A homegrown hero was in town last week hoping to point young students to lives of scientific discovery.
Emsworth native Mike Fincke arrived from Houston, Texas, to visit several schools, including the Word of God Elementary School in Swissvale.
"I came to let them know that their dreams can come true," he said after his presentation. "That's a great honor for me."
A 1985 Sewickley Academy graduate, Fincke finished degrees at the Massachusetts Institute of Technology and Stanford University by 1990. Today he serves as a lieutenant colonel in the Air Force and works for NASA Johnson Space Center in Texas.
On April 19, 2004, Fincke's rocket took off from Kazakhstan for the International Space Station making him, at 37, the youngest man to live and work on the orbiting research center. He returned to earth Oct. 23.
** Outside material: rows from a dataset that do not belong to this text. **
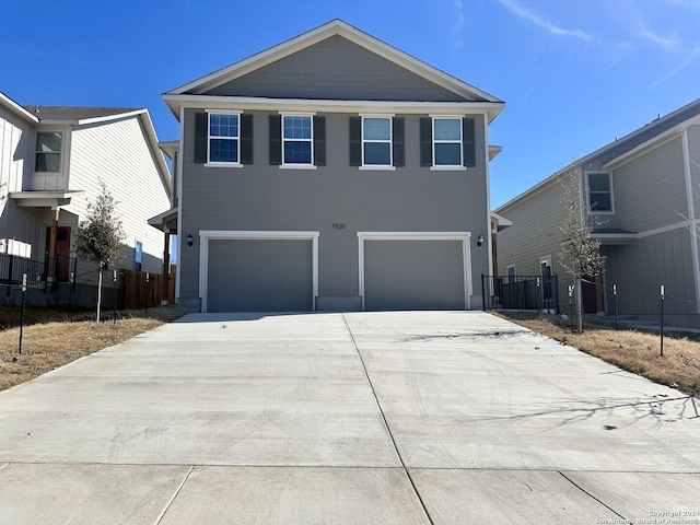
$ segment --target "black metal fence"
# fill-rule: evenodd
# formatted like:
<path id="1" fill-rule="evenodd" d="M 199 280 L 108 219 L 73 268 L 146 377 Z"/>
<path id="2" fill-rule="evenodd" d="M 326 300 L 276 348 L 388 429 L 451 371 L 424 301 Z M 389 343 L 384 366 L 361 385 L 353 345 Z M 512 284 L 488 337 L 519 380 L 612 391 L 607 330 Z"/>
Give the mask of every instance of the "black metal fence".
<path id="1" fill-rule="evenodd" d="M 483 310 L 550 310 L 559 313 L 559 279 L 555 276 L 481 275 Z"/>
<path id="2" fill-rule="evenodd" d="M 16 255 L 0 254 L 0 284 L 10 295 L 13 288 L 22 287 L 22 276 L 27 276 L 27 289 L 54 291 L 58 282 L 70 282 L 75 273 L 77 259 L 57 255 L 44 260 L 33 260 Z M 73 280 L 74 283 L 74 280 Z"/>

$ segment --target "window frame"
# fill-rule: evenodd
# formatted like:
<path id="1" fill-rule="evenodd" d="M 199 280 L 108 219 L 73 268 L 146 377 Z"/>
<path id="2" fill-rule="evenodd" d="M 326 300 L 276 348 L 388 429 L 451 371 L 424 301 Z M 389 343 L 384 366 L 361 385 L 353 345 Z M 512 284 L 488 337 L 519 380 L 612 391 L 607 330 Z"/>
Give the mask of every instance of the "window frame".
<path id="1" fill-rule="evenodd" d="M 393 114 L 360 114 L 360 148 L 362 153 L 362 164 L 360 170 L 387 170 L 395 171 L 394 165 L 394 115 Z M 364 121 L 365 119 L 384 119 L 389 122 L 389 138 L 387 139 L 365 139 L 364 138 Z M 389 148 L 389 162 L 388 164 L 369 164 L 365 160 L 364 145 L 368 143 L 373 144 L 388 144 Z"/>
<path id="2" fill-rule="evenodd" d="M 241 163 L 241 115 L 243 112 L 240 110 L 230 110 L 230 109 L 207 109 L 207 162 L 206 166 L 234 166 L 234 167 L 243 167 Z M 212 136 L 211 135 L 211 116 L 212 115 L 228 115 L 236 117 L 237 124 L 237 136 L 236 137 L 225 137 L 225 136 Z M 237 142 L 236 148 L 236 156 L 235 162 L 231 161 L 212 161 L 211 160 L 211 141 L 212 140 L 235 140 Z"/>
<path id="3" fill-rule="evenodd" d="M 58 151 L 39 151 L 39 136 L 42 135 L 59 135 L 61 143 Z M 34 145 L 34 172 L 35 173 L 61 173 L 63 171 L 63 144 L 66 133 L 60 129 L 45 129 L 36 132 L 36 143 Z M 58 155 L 58 170 L 39 170 L 38 168 L 38 155 Z"/>
<path id="4" fill-rule="evenodd" d="M 463 115 L 431 115 L 431 132 L 432 132 L 432 165 L 431 170 L 466 170 L 464 165 L 464 116 Z M 436 120 L 457 120 L 459 122 L 459 140 L 443 140 L 435 138 L 435 121 Z M 459 163 L 458 164 L 438 164 L 438 155 L 435 148 L 438 144 L 458 144 L 459 147 Z"/>
<path id="5" fill-rule="evenodd" d="M 280 168 L 288 168 L 288 170 L 310 170 L 316 168 L 316 164 L 314 162 L 314 116 L 316 114 L 315 113 L 280 113 L 280 116 L 282 117 L 280 119 L 280 125 L 281 125 L 281 129 L 280 129 L 280 145 L 282 148 L 281 151 L 281 158 L 282 158 L 282 163 L 280 164 Z M 287 139 L 284 137 L 284 120 L 287 118 L 307 118 L 310 126 L 311 126 L 311 136 L 308 139 Z M 308 142 L 308 148 L 310 148 L 310 162 L 308 163 L 302 163 L 302 162 L 287 162 L 287 155 L 285 155 L 285 151 L 284 151 L 284 144 L 287 142 Z"/>
<path id="6" fill-rule="evenodd" d="M 593 209 L 593 199 L 591 198 L 591 175 L 607 175 L 608 176 L 608 194 L 610 196 L 610 209 L 608 210 L 594 210 Z M 594 191 L 595 194 L 603 194 L 603 191 Z M 612 190 L 612 172 L 605 171 L 590 171 L 585 172 L 585 196 L 586 196 L 586 206 L 588 207 L 588 212 L 593 214 L 615 214 L 615 191 Z"/>

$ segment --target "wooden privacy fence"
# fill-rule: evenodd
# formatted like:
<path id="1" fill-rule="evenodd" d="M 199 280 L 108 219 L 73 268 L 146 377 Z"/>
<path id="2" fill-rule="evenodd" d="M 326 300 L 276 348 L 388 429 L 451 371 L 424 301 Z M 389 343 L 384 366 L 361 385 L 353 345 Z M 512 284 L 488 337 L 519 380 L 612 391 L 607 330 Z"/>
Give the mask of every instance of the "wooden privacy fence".
<path id="1" fill-rule="evenodd" d="M 160 306 L 161 301 L 168 304 L 175 302 L 174 272 L 170 276 L 148 273 L 137 270 L 119 270 L 119 296 L 122 310 L 143 310 L 145 307 Z M 163 279 L 167 279 L 167 293 L 163 291 Z"/>

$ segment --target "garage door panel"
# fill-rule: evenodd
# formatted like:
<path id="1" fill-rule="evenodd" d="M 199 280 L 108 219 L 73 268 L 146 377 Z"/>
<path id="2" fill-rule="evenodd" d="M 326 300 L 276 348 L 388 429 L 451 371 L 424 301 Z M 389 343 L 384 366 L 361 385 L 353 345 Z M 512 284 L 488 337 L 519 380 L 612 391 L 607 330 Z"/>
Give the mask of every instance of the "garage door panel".
<path id="1" fill-rule="evenodd" d="M 464 310 L 460 241 L 366 241 L 365 310 Z"/>
<path id="2" fill-rule="evenodd" d="M 207 278 L 209 312 L 312 311 L 312 241 L 210 241 Z"/>

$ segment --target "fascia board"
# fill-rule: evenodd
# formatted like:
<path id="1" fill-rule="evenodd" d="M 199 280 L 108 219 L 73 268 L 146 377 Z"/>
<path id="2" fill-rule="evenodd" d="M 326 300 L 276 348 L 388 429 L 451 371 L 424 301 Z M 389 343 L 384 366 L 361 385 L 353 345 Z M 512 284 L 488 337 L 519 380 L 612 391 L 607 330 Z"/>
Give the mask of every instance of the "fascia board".
<path id="1" fill-rule="evenodd" d="M 19 105 L 16 102 L 14 102 L 12 98 L 10 98 L 9 96 L 7 96 L 4 93 L 1 93 L 1 92 L 0 92 L 0 104 L 5 106 L 11 112 L 18 114 L 23 118 L 26 118 L 27 120 L 34 124 L 38 124 L 39 121 L 38 117 L 32 115 L 30 112 L 24 109 L 21 105 Z"/>
<path id="2" fill-rule="evenodd" d="M 503 109 L 503 103 L 493 102 L 411 102 L 411 101 L 334 101 L 307 98 L 264 98 L 246 96 L 163 95 L 163 100 L 175 113 L 180 106 L 188 108 L 264 109 L 264 110 L 326 110 L 336 113 L 433 113 L 454 115 L 483 114 L 494 117 Z M 492 119 L 492 118 L 491 118 Z"/>

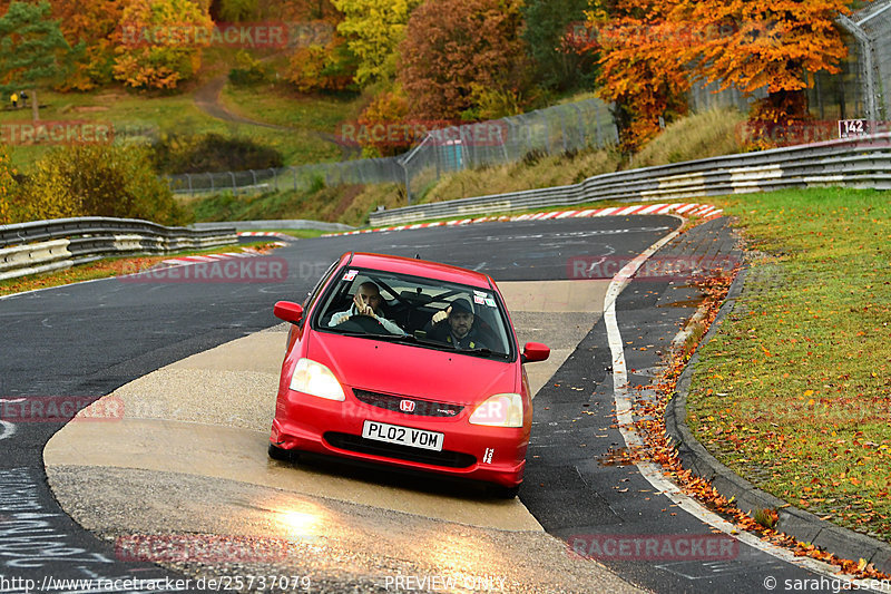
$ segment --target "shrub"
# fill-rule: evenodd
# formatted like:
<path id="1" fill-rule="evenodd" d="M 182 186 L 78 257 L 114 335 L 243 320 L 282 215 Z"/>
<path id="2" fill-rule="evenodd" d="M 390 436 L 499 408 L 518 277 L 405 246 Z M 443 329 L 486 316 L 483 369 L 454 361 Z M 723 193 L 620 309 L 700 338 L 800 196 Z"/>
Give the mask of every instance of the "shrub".
<path id="1" fill-rule="evenodd" d="M 253 58 L 244 50 L 235 55 L 235 68 L 229 70 L 229 82 L 233 85 L 251 87 L 270 82 L 273 78 L 273 69 L 270 66 Z"/>
<path id="2" fill-rule="evenodd" d="M 190 0 L 133 0 L 117 35 L 115 78 L 134 88 L 175 89 L 200 67 L 213 26 Z"/>
<path id="3" fill-rule="evenodd" d="M 153 158 L 157 169 L 166 174 L 241 172 L 284 165 L 282 154 L 274 148 L 214 133 L 163 136 L 154 147 Z"/>
<path id="4" fill-rule="evenodd" d="M 138 146 L 58 148 L 38 162 L 22 196 L 26 221 L 120 216 L 165 225 L 186 222 L 147 150 Z"/>

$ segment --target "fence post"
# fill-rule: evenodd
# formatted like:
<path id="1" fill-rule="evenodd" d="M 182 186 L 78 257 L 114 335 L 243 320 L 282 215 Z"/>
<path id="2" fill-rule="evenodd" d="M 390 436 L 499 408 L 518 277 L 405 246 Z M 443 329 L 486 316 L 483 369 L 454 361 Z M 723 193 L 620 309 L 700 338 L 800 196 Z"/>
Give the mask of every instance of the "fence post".
<path id="1" fill-rule="evenodd" d="M 579 134 L 579 139 L 581 140 L 578 147 L 585 148 L 586 146 L 588 146 L 588 139 L 585 135 L 585 118 L 581 117 L 581 108 L 575 104 L 569 104 L 569 105 L 572 107 L 572 109 L 576 110 L 576 115 L 578 116 L 578 134 Z"/>
<path id="2" fill-rule="evenodd" d="M 557 115 L 560 116 L 560 136 L 564 139 L 564 153 L 567 153 L 569 149 L 566 146 L 566 121 L 564 121 L 564 110 L 559 109 Z"/>
<path id="3" fill-rule="evenodd" d="M 866 104 L 866 119 L 870 121 L 877 121 L 879 119 L 879 115 L 878 110 L 875 109 L 875 72 L 872 69 L 872 40 L 863 29 L 861 29 L 854 21 L 844 14 L 839 14 L 839 18 L 835 20 L 835 22 L 841 25 L 842 28 L 846 29 L 848 32 L 853 35 L 860 42 L 860 47 L 862 48 L 863 52 L 863 65 L 861 70 L 864 78 L 863 82 L 866 86 L 865 89 L 861 89 L 861 92 L 865 95 L 864 99 Z"/>
<path id="4" fill-rule="evenodd" d="M 405 198 L 409 201 L 409 206 L 411 206 L 411 178 L 409 177 L 409 164 L 402 163 L 398 160 L 399 165 L 402 167 L 402 171 L 405 172 Z"/>

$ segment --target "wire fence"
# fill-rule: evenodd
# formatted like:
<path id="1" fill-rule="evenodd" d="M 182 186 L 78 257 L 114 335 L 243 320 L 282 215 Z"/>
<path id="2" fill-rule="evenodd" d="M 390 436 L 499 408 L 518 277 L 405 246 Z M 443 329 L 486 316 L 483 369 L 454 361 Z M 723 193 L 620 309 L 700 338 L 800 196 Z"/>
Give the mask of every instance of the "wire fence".
<path id="1" fill-rule="evenodd" d="M 868 59 L 864 92 L 872 92 L 874 113 L 869 119 L 887 120 L 891 117 L 891 0 L 877 0 L 854 13 L 854 25 L 866 37 Z"/>
<path id="2" fill-rule="evenodd" d="M 838 74 L 811 72 L 813 86 L 807 89 L 811 115 L 823 121 L 863 119 L 875 123 L 891 118 L 891 0 L 873 0 L 850 17 L 836 19 L 848 57 L 841 60 Z M 735 107 L 747 113 L 752 101 L 766 96 L 766 88 L 746 97 L 731 86 L 718 90 L 718 84 L 694 82 L 689 90 L 693 111 L 713 107 Z"/>
<path id="3" fill-rule="evenodd" d="M 167 176 L 178 194 L 309 191 L 341 184 L 405 186 L 409 203 L 448 173 L 506 165 L 527 155 L 556 155 L 618 142 L 607 104 L 591 98 L 508 118 L 432 130 L 395 157 L 245 172 Z"/>

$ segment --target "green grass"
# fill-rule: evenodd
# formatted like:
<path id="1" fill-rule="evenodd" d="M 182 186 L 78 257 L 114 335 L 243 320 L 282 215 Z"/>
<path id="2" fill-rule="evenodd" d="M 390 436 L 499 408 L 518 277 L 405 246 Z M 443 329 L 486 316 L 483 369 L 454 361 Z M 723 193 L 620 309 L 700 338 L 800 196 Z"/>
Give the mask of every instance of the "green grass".
<path id="1" fill-rule="evenodd" d="M 714 201 L 764 255 L 702 350 L 689 422 L 758 487 L 891 541 L 888 198 L 828 188 Z"/>
<path id="2" fill-rule="evenodd" d="M 284 91 L 270 91 L 265 87 L 254 91 L 224 89 L 223 95 L 249 104 L 249 108 L 237 109 L 247 117 L 292 126 L 294 129 L 277 130 L 213 118 L 195 106 L 192 92 L 157 96 L 121 89 L 91 94 L 41 92 L 40 103 L 47 107 L 40 109 L 40 118 L 45 121 L 65 119 L 111 123 L 116 129 L 154 127 L 161 134 L 217 133 L 272 146 L 283 154 L 285 165 L 302 165 L 339 160 L 340 148 L 316 133 L 336 133 L 340 120 L 352 117 L 358 109 L 355 99 L 288 97 Z M 262 107 L 257 109 L 254 104 Z M 267 117 L 261 117 L 264 109 L 268 109 Z M 30 109 L 0 110 L 0 125 L 30 121 Z M 17 168 L 29 171 L 51 148 L 53 147 L 49 145 L 12 145 L 10 157 Z"/>
<path id="3" fill-rule="evenodd" d="M 231 111 L 257 121 L 336 134 L 343 121 L 359 117 L 362 99 L 354 95 L 301 96 L 274 85 L 253 88 L 227 85 L 221 103 Z"/>

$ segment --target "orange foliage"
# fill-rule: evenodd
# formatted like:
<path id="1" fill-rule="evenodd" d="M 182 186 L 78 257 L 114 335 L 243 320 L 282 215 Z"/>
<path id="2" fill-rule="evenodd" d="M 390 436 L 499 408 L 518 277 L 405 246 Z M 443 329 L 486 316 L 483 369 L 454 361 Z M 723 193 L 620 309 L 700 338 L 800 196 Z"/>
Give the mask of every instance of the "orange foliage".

Last Friday, at Word of Life, about 300 youngsters seated around the school's cafeteria punctuated his presentation with "wow!" and "ooh!" as they watched a DVD recording of his adventure.
"We were able to see Mount Kilimanjaro," Fincke said, gesturing toward a splat of brown earth surrounded by cloudy fluff and dotted in the center with an oblong spot of white snow.
Before that, the screen showed the light-blue meanders of the Congo River across forest green equatorial Africa and the snow-streaked tops of the Andes Mountains.
At one point, the screen showed Fincke and Russian cosmonaut Gennady Padalka huddled in a narrow control room, looking downward toward a corner of the screen.
"Wait a minute," said Fincke to the pupils watching. "That sounds like a baby crying."
On June 18, in the middle of the mission, Fincke's wife, Renita, had the couple's second child, Tarali.
Fincke told the children it was a hardship to be away from his family, which includes a son, Chandra, 3. So, in order for him to hear the birth, his wife had someone call him via cell phone from the delivery room.
In a later telephone interview, Fincke said his work in space included four space walks to make repairs, such as getting the power supply to the station's gyroscope back on line, and to participate in several experiments.
A major piece of research involved connecting the two men to an ultrasound machine so that doctors on the ground could monitor loss of bone mass. When human beings exist in an environment of zero gravity, the result is that bone density lessens about 1 percent to 2 percent per month, said Fincke.
The human skeleton needs the stress of gravity to stay healthy, said Fincke. For the nearly seven months he and Padalka lived on the space station, diligent exercise was a must.
He said their findings will be published in a science journal and may some day lead to a breakthrough for people living with osteoporosis.